Denn die Bezeichnung der von den Beklagten betriebenen medizinischen Einrichtung als "Westdeutsches Prostatazentrum" ist als irreführend im Sinne von § 5 UWG einzustufen.

17

Eine Werbung ist irreführend im Sinne von § 5 Abs. 1 UWG, wenn das Verständnis, das sie bei den Verkehrskreisen erweckt, an die sie sich richtet, mit den tatsächlichen Verhältnissen nicht übereinstimmt. Für diese Beurteilung ist der Gesamteindruck der Werbung maßgeblich; es sind alle Bestandteile zu berücksichtigen, § 5 Abs. 2 UWG. Dabei ist auf das Verständnis eines durchschnittlich informierten und verständigen Adressaten der streitgegenständlichen Werbung abzustellen, der die Werbung mit einer der Situation entsprechend angemessenen Aufmerksamkeit zur Kenntnis nimmt (vgl. dazu BGH WRP 2005, 474, 475 – "Direkt ab Werk", BGH WRP 2005, 480, 483 – "Epson-Tinte").

18

Bereits der Bestandteil "Zentrum" in der von den Beklagten verwendeten Bezeichnung" wird vom durchschnittlich informierten und verständigen Verbraucher als Hinweis auf eine besondere Größe und Bedeutung der Arztpraxis verstanden.

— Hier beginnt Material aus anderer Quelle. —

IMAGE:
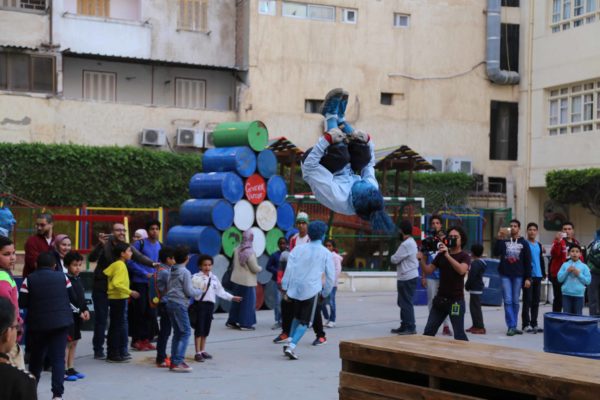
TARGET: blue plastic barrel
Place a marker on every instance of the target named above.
(266, 163)
(285, 217)
(216, 212)
(200, 239)
(217, 185)
(573, 335)
(492, 292)
(276, 190)
(241, 160)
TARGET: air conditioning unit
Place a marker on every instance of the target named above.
(437, 162)
(189, 137)
(459, 165)
(208, 131)
(153, 137)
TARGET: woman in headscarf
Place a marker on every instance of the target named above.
(245, 268)
(62, 245)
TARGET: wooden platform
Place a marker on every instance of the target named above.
(421, 367)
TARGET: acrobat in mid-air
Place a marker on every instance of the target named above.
(340, 167)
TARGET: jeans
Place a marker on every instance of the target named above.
(53, 344)
(100, 300)
(163, 333)
(180, 321)
(594, 294)
(572, 304)
(406, 291)
(117, 330)
(331, 301)
(531, 303)
(437, 316)
(511, 289)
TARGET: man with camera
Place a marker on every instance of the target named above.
(515, 271)
(453, 263)
(429, 249)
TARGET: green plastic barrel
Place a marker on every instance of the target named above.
(273, 237)
(252, 133)
(231, 239)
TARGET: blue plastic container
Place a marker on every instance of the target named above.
(573, 335)
(217, 185)
(266, 162)
(200, 239)
(285, 217)
(241, 160)
(276, 190)
(216, 212)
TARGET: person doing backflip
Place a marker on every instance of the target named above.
(340, 167)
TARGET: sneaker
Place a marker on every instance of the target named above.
(183, 367)
(281, 338)
(290, 354)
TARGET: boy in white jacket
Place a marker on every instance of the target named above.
(204, 304)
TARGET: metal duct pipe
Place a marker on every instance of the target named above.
(495, 74)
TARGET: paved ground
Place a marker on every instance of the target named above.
(247, 365)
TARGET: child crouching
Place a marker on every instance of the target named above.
(204, 304)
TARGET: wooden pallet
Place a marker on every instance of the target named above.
(422, 367)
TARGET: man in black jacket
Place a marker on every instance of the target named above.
(103, 254)
(46, 294)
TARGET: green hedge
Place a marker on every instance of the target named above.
(72, 175)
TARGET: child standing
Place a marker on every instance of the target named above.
(118, 293)
(574, 276)
(204, 304)
(73, 261)
(475, 287)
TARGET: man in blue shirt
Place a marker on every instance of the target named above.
(303, 284)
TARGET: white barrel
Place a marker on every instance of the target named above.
(243, 215)
(260, 242)
(266, 215)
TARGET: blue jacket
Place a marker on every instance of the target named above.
(574, 285)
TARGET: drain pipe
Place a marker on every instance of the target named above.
(495, 74)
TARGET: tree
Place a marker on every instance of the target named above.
(581, 186)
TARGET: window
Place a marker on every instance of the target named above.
(100, 86)
(96, 8)
(574, 109)
(401, 20)
(509, 47)
(504, 127)
(190, 93)
(267, 7)
(312, 106)
(34, 5)
(27, 73)
(193, 15)
(573, 13)
(349, 15)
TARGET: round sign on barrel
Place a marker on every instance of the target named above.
(216, 212)
(245, 133)
(241, 160)
(273, 237)
(255, 189)
(200, 239)
(266, 163)
(266, 215)
(259, 242)
(231, 239)
(243, 215)
(276, 190)
(217, 185)
(285, 217)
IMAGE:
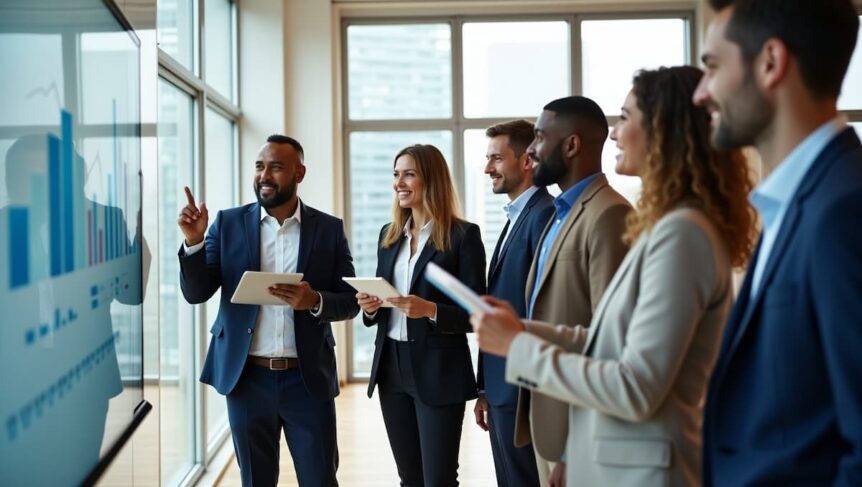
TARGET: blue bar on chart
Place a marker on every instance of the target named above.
(68, 193)
(19, 274)
(54, 204)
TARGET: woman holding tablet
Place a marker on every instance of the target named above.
(421, 359)
(636, 378)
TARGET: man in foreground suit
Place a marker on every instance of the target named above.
(784, 404)
(578, 253)
(528, 211)
(275, 364)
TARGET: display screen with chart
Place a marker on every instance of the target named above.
(71, 380)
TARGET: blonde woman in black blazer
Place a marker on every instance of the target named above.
(421, 360)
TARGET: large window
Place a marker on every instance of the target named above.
(444, 81)
(197, 134)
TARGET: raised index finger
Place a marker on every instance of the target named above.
(189, 197)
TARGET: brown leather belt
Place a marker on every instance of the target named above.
(274, 363)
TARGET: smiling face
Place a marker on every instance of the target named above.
(546, 151)
(408, 184)
(504, 166)
(278, 171)
(739, 111)
(631, 138)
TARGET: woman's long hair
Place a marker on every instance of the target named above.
(682, 167)
(438, 197)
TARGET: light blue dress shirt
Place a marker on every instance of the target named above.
(563, 204)
(773, 196)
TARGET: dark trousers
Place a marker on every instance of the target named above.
(424, 439)
(265, 402)
(515, 467)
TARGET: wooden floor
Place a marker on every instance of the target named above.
(365, 457)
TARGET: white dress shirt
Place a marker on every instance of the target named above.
(274, 334)
(773, 196)
(402, 275)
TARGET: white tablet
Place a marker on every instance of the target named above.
(455, 289)
(253, 288)
(374, 286)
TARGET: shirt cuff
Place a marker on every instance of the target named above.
(319, 308)
(194, 248)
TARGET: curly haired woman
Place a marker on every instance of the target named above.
(636, 377)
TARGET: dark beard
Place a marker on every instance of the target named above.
(744, 118)
(281, 196)
(551, 170)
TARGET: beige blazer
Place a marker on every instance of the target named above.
(580, 264)
(635, 379)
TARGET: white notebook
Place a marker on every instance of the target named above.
(253, 288)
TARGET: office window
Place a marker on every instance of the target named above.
(175, 30)
(178, 377)
(220, 156)
(218, 46)
(444, 81)
(613, 50)
(399, 71)
(510, 68)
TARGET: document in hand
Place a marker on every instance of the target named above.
(455, 289)
(253, 287)
(374, 286)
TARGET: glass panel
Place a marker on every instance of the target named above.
(851, 92)
(628, 186)
(218, 52)
(609, 61)
(175, 30)
(372, 155)
(399, 71)
(177, 339)
(514, 68)
(483, 206)
(220, 180)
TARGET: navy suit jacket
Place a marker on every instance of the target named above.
(439, 354)
(784, 404)
(507, 280)
(233, 247)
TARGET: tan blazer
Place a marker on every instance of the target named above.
(636, 378)
(584, 256)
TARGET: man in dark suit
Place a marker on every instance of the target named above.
(784, 405)
(275, 364)
(528, 211)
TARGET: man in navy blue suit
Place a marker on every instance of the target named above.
(275, 364)
(784, 405)
(527, 213)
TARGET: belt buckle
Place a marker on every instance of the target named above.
(273, 361)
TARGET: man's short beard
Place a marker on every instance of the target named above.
(551, 170)
(281, 197)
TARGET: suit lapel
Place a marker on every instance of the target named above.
(423, 259)
(307, 228)
(844, 141)
(252, 236)
(578, 208)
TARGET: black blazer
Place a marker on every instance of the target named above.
(507, 280)
(442, 368)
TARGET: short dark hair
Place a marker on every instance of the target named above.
(284, 139)
(821, 34)
(520, 132)
(581, 112)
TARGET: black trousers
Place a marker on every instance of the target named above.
(425, 439)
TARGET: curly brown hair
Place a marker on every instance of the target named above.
(682, 167)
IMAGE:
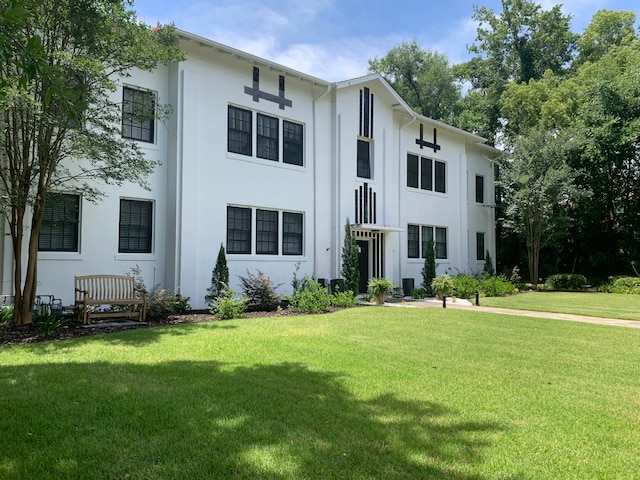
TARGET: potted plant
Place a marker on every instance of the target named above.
(380, 288)
(442, 285)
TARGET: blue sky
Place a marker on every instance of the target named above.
(334, 39)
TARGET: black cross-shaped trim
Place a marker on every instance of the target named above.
(423, 143)
(257, 94)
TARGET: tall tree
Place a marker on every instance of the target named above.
(423, 78)
(59, 128)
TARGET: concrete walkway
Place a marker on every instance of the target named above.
(466, 305)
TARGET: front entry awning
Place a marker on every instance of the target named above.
(374, 228)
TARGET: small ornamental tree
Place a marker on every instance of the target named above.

Die so ausgelöste Erwartungshandlung wird nochmals deutlich gesteigert durch den lokalisierenden Zusatz "westdeutsches". Jedenfalls in dieser allein streitgegenständlichen Kombination erweckt die Bezeichnung den Eindruck, dass es sich um eine medizinische Einrichtung handelt, die zentral für Westdeutschland Patienten im Zusammenhang mit Prostataerkrankungen behandelt. Der Verkehr erwartet eine Zusammenfassung der in Westdeutschland vorhandenen Kompetenzen und Fähigkeiten auf dem Gebiet der Behandlung von Prostataerkrankungen bzw. eine führende Stellung der Einrichtung auf dem Gebiet der Behandlung von Prostataerkrankungen in Westdeutschland (vgl. LG und OLG Frankfurt WRP 2006, 1541 ff. zur Bezeichnung "Reisemedizinisches Zentrum").

19

Davon kann bei einer medizinischen Einrichtung, die von drei spezialisierten Ärzten betrieben wird und – unterstellt - den von den Beklagten vorgetragenen Zuschnitt hat, nicht die Rede sein. Dementsprechend fehlt jeder Vortrag der Beklagten dazu, dass ihrer Einrichtung hinsichtlich Größe und Bedeutung eine führende Stellung in Westdeutschland zukommt. Allein dem Vortrag, dass es sich um eine hochspezialisierte Einrichtung handelt, die auch wissenschaftlich ausgerichtet ist, in ein Netzwerk von Krankenhäusern eingebunden ist und so eine nicht unbeträchtliche Anzahl von Patienten auch über den Kölner Raum hinaus behandelt hat, lässt sich eine solche Stellung noch nicht entnehmen. Insbesondere fehlt jeder Vortrag dazu, dass sämtliche Anbieter gleichartiger Behandlungen in Westdeutschland hinter dieser Stellung der von den Beklagten betriebenen Einrichtung deutlich zurückbleiben.

20

Klarstellend hat die Kammer – wie in der mündlichen Verhandlung angekündigt – den Internetauftritt als sog. konkrete Verletzungsform in den Tenor aufgenommen.

21

Die Kostenentscheidung beruht auf § 91 ZPO.

22

Die Entscheidung zur vorläufigen Vollstreckbarkeit folgt aus § 709 ZPO.